I was struck by a recent article (“A call for supermarkets to stop selling National Enquirer”), by Eric Zorn in the Perspective section of the Chicago Tribune.  The opening line asserts that it’s immoral for stores to sell the National Enquirer. And while Zorn feels this has been true for many years, he says “it’s especially true now that news events have shown the depths to which the Enquirer and its parent company, American Media Inc., appear to have gone to distort, mangle and conceal the truth in pursuit of political goals.”

Now, the intention of this post isn’t to debate whether stores should sell the National Enquirer, but rather to spur thought about our content moral compasses. We’re people who write, design, produce, distribute and sell content. Has your moral compass ever made you refuse to be part of the process because you objected to the content? Has it ever made you think twice or feel uncomfortable?

Everyone Has Their Day of Decision

If you haven’t had to make that decision and you’re a younger professional, chances are you will. And the chances are even greater that it will involve decisions not only about the content, but also about money and your career.

Pressure on establishments that sell magazines with content some consider inappropriate is nothing new. Many have been pressured over pornography and even borderline material like the annual Sports Illustrated swimsuit issue. And there have been numerous debates about the content appropriateness in television and radio commercials as well as print. Yet there are many moral compass decisions that fly below the public radar but can impact you directly.

My Personal Moral Compass Decision Points

When I look back at my career in the graphic arts, I can think of two instances where I had to be part of the content decision process. The first was with a printer of a direct mail product called card packs. These are targeted, co-op vehicles that usually contain 40-50 direct mail postcards with advertising on one side and prepaid business reply mail on the back. Card packs still exist, though their heyday is long past.

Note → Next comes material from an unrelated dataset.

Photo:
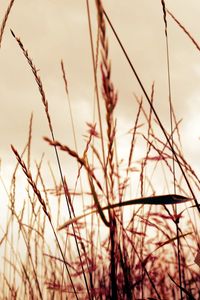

Anyway, we had a customer that wanted to publish a card pack to the gay community. Card packs were a specialty item, and only a few companies produced them. And while it might sound like no big deal now, this occurred during the late 80s. Keep in mind also that most printing companies have policies on what types of content they won’t accept. Many, for example, have policies against printing pornography. That was true of my employer.

Our leadership team’s main moral compass concern was not that the card pack was going to the gay community, but rather what the content of the individual postcards might be. So, our decision was to agree to print and mail if the advertising content did not violate our policy of not printing pornography. There were times when we perceived some ads to be borderline, but we were always able to work through the issues. For the times, it was probably a pretty good solution and did not violate my moral compass.

Muddier Waters

A little trickier situation for me involved cigarette advertising. After the ban on radio and television advertising, the cigarette companies poured tons of money into print, outdoor and point-of-purchase advertising. The company I worked for had a small promotional agency customer that had a highly placed marketing contact at R.J. Reynolds Company, the second largest cigarette manufacturer.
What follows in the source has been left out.